Son père et son frère ont été placés en garde à vue et leurs domiciles ont fait l’objet de perquisitions samedi soir, respectivement à Romilly-sur-Seine (Aube) et Bondoufle (Essonne). D’autres interpellations et perquisitions dans son entourage familial ont été opérées.
En outre, un passeport syrien appartenant à un migrant enregistré en Grèce, selon Athènes, mais inconnu des services français a été retrouvé près du corps d’un assaillant du Stade de France.
Trois personnes résidant en Belgique ont été arrêtées par les autorités belges. Elles sont « en connexion » avec une voiture Polo « louée en Belgique retrouvée devant le Bataclan », a déclaré le ministre belge de la Justice. Parmi ces personnes, l’homme qui avait loué cette voiture, un Français selon M. Molins.
Ces trois personnes forment-elles la troisième équipe d’assaillants, avec celles du Stade de France et du Bataclan dont les membres sont morts? Rien ne permettait de l’affirmer.
Selon le procureur, trois assaillants sont morts au Bataclan, trois autres se sont fait sauter près du Stade de France, où 80.000 personnes, dont le président Hollande, assistaient au match amical de football France-Allemagne, et un dernier boulevard Voltaire.
Le groupe EI contrôle de larges pans de territoire en Irak et en Syrie et compte dans ses rangs des milliers d’étrangers, dont des Français. Paris, membre d’une coalition internationale, mène des frappes aériennes contre le groupe dans ces pays.
– « Silence endeuillé » –
Au Bataclan, théâtre de l’attaque la plus sanglante avec au moins 89 morts, « les terroristes ont évoqué la Syrie et l’Irak », a dit le procureur. « On entendait hurler, tout le monde essayait de fuir, les gens se piétinaient… C’était l’enfer », a relaté un spectateur.

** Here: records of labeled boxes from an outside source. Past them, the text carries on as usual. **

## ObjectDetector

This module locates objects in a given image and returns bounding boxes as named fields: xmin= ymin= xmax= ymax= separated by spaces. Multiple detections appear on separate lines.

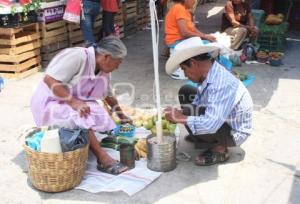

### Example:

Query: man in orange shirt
xmin=165 ymin=0 xmax=216 ymax=79
xmin=101 ymin=0 xmax=120 ymax=37
xmin=165 ymin=0 xmax=216 ymax=46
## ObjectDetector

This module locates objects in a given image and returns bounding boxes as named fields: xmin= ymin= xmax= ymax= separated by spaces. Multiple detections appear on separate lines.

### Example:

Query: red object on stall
xmin=260 ymin=0 xmax=274 ymax=15
xmin=0 ymin=0 xmax=12 ymax=6
xmin=19 ymin=0 xmax=31 ymax=5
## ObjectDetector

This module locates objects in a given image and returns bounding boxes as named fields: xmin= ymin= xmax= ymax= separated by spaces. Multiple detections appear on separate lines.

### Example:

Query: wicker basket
xmin=23 ymin=138 xmax=89 ymax=192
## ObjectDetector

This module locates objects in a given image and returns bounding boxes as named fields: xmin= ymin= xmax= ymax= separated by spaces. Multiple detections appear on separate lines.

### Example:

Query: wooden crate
xmin=40 ymin=20 xmax=68 ymax=46
xmin=41 ymin=40 xmax=69 ymax=68
xmin=68 ymin=15 xmax=102 ymax=47
xmin=0 ymin=23 xmax=41 ymax=78
xmin=40 ymin=20 xmax=69 ymax=68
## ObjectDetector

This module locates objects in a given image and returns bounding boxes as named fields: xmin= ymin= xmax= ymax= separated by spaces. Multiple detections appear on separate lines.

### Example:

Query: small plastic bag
xmin=58 ymin=128 xmax=89 ymax=152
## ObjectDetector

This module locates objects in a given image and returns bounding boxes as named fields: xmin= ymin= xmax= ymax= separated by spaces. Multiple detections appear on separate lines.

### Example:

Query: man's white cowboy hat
xmin=166 ymin=37 xmax=220 ymax=75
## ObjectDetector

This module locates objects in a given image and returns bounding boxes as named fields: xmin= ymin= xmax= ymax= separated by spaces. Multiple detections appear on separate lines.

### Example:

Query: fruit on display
xmin=277 ymin=13 xmax=284 ymax=20
xmin=265 ymin=14 xmax=284 ymax=25
xmin=112 ymin=106 xmax=176 ymax=135
xmin=134 ymin=139 xmax=147 ymax=158
xmin=119 ymin=123 xmax=134 ymax=133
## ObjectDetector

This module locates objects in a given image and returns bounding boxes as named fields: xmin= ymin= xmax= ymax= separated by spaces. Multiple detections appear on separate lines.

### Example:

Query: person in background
xmin=80 ymin=0 xmax=100 ymax=46
xmin=101 ymin=0 xmax=120 ymax=37
xmin=165 ymin=0 xmax=216 ymax=79
xmin=31 ymin=36 xmax=131 ymax=174
xmin=222 ymin=0 xmax=258 ymax=50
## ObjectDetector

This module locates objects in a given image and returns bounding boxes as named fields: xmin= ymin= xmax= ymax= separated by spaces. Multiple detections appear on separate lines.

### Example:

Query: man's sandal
xmin=97 ymin=162 xmax=128 ymax=175
xmin=195 ymin=149 xmax=229 ymax=166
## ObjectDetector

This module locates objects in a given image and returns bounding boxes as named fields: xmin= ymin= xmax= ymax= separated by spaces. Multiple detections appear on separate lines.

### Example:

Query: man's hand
xmin=205 ymin=34 xmax=217 ymax=42
xmin=69 ymin=98 xmax=91 ymax=118
xmin=249 ymin=26 xmax=258 ymax=38
xmin=164 ymin=107 xmax=187 ymax=124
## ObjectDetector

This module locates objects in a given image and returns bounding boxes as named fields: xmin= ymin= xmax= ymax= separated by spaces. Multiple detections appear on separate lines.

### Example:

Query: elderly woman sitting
xmin=165 ymin=0 xmax=216 ymax=79
xmin=31 ymin=37 xmax=130 ymax=174
xmin=222 ymin=0 xmax=258 ymax=50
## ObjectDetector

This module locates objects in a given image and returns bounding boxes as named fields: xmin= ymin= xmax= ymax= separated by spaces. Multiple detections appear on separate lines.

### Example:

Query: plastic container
xmin=113 ymin=124 xmax=135 ymax=137
xmin=146 ymin=135 xmax=176 ymax=172
xmin=269 ymin=58 xmax=282 ymax=67
xmin=41 ymin=129 xmax=62 ymax=153
xmin=120 ymin=144 xmax=135 ymax=169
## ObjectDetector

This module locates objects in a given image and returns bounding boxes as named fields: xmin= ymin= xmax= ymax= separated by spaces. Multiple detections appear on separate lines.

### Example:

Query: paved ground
xmin=0 ymin=0 xmax=300 ymax=204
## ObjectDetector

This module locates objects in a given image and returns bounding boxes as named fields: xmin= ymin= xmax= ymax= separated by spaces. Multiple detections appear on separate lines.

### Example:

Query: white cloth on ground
xmin=76 ymin=148 xmax=162 ymax=196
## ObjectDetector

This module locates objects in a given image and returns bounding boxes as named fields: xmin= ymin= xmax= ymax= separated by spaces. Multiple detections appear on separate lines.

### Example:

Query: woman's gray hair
xmin=95 ymin=36 xmax=127 ymax=59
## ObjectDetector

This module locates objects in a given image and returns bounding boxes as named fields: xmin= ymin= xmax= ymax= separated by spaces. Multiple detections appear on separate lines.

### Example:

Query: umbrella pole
xmin=149 ymin=0 xmax=162 ymax=144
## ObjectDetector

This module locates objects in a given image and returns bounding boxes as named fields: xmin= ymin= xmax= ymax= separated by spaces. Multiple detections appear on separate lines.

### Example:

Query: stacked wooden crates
xmin=122 ymin=1 xmax=138 ymax=37
xmin=0 ymin=23 xmax=41 ymax=79
xmin=68 ymin=15 xmax=102 ymax=47
xmin=40 ymin=2 xmax=69 ymax=68
xmin=137 ymin=0 xmax=150 ymax=30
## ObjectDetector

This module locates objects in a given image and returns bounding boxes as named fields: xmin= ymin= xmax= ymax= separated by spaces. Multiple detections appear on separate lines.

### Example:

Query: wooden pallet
xmin=0 ymin=55 xmax=41 ymax=79
xmin=0 ymin=23 xmax=41 ymax=78
xmin=41 ymin=40 xmax=69 ymax=68
xmin=0 ymin=23 xmax=41 ymax=55
xmin=67 ymin=15 xmax=102 ymax=47
xmin=0 ymin=65 xmax=41 ymax=79
xmin=40 ymin=20 xmax=68 ymax=46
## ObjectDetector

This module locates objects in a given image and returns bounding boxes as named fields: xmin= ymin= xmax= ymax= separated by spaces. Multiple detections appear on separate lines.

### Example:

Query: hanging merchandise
xmin=63 ymin=0 xmax=84 ymax=24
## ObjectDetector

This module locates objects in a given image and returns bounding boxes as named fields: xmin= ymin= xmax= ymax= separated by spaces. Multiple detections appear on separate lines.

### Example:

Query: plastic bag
xmin=63 ymin=0 xmax=82 ymax=24
xmin=58 ymin=128 xmax=89 ymax=152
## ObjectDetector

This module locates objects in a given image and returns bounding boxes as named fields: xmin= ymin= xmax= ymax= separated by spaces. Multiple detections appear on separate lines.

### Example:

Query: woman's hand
xmin=69 ymin=98 xmax=91 ymax=118
xmin=164 ymin=107 xmax=187 ymax=124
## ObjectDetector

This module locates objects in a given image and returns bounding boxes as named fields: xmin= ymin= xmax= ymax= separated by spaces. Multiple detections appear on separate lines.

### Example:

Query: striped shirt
xmin=187 ymin=62 xmax=253 ymax=146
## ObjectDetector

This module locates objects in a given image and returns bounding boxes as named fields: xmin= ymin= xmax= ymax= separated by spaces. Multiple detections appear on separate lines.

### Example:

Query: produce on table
xmin=265 ymin=14 xmax=284 ymax=25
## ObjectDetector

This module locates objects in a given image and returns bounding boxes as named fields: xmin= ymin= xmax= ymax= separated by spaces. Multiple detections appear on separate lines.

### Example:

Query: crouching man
xmin=165 ymin=37 xmax=253 ymax=166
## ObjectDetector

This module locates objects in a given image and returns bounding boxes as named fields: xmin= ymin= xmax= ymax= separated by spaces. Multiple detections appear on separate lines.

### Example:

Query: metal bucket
xmin=147 ymin=135 xmax=176 ymax=172
xmin=120 ymin=144 xmax=135 ymax=169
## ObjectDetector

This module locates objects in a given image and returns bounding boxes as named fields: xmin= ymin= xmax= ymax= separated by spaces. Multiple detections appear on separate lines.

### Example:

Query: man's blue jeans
xmin=80 ymin=0 xmax=100 ymax=44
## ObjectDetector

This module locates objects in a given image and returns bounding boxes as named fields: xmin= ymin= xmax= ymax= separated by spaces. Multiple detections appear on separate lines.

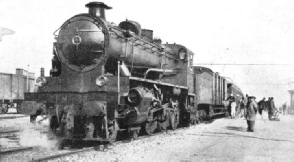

Parmi les autres attaques, des bars et restaurants ont été la cible de plusieurs centaines de tirs de kalachnikov, notamment rue de Charonne (19 morts) et rue Alibert (15 morts).
Ces attentats ont réveillé le douloureux souvenir des attaques de janvier, contre Charlie Hebdo et l’Hyper Cacher, qui avaient fait 17 morts.
L’Élysée a annoncé le déploiement de 3.000 militaires supplémentaires d’ici mardi et le renforcement des contrôles aux frontières.
Musées, salles de spectacle et établissements culturels publics resteront fermés dimanche en Île-de-France. Les écoles rouvriront lundi, quand une minute de silence sera observée à midi partout en France.
Les manifestations sont interdites à Paris jusqu’à jeudi. Quelques centaines de personnes se sont cependant rassemblées place de la République, symbole de la mobilisation post-Charlie où la devise de Paris « Fluctuat nec mergitur » (« Il est battu par les flots mais ne sombre pas ») a été peinte samedi.
Des Parisiens se sont retrouvés près des sites visés par les attentats, comme devant le Bataclan, où s’est recueilli le groupe irlandais U2. Des rassemblements ont eu lieu en province.
Malgré quelques irréductibles qui tenaient à sortir pour « continuer à vivre » selon un patron de bar d’Oberkampf, l’une des « rues de la soif » parisiennes, le silence qui régnait samedi soir dans le quartier portait la marque du deuil.
Les principaux partis ont suspendu leur campagne des élections régionales, mais le scrutin aura bien lieu en décembre. « C’est l’une des plus belles réponses que nous pouvons donner à ceux qui s’attaquent à nos valeurs, à la démocratie », a fait valoir Manuel Valls.
Confronté à une fragile unité politique, François Hollande recevra son prédécesseur Nicolas Sarkozy dimanche matin à l’Élysée, puis dans l’après-midi les responsables parlementaires et les chefs de partis.
Dimanche sera aussi une journée de recueillement, le glas sonnant dans les cathédrales, notamment à Notre-Dame de Paris.
Les condamnations ont afflué du monde entier, de Barack Obama, du président iranien Hassan Rohani, mais aussi du Hamas, du Jihad islamique et du Hezbollah. Seul le président syrien Bachar al-Assad, dont la France réclame le départ, a directement critiqué Paris, soutenant que sa politique en Syrie avait contribué à « l’expansion du terrorisme ».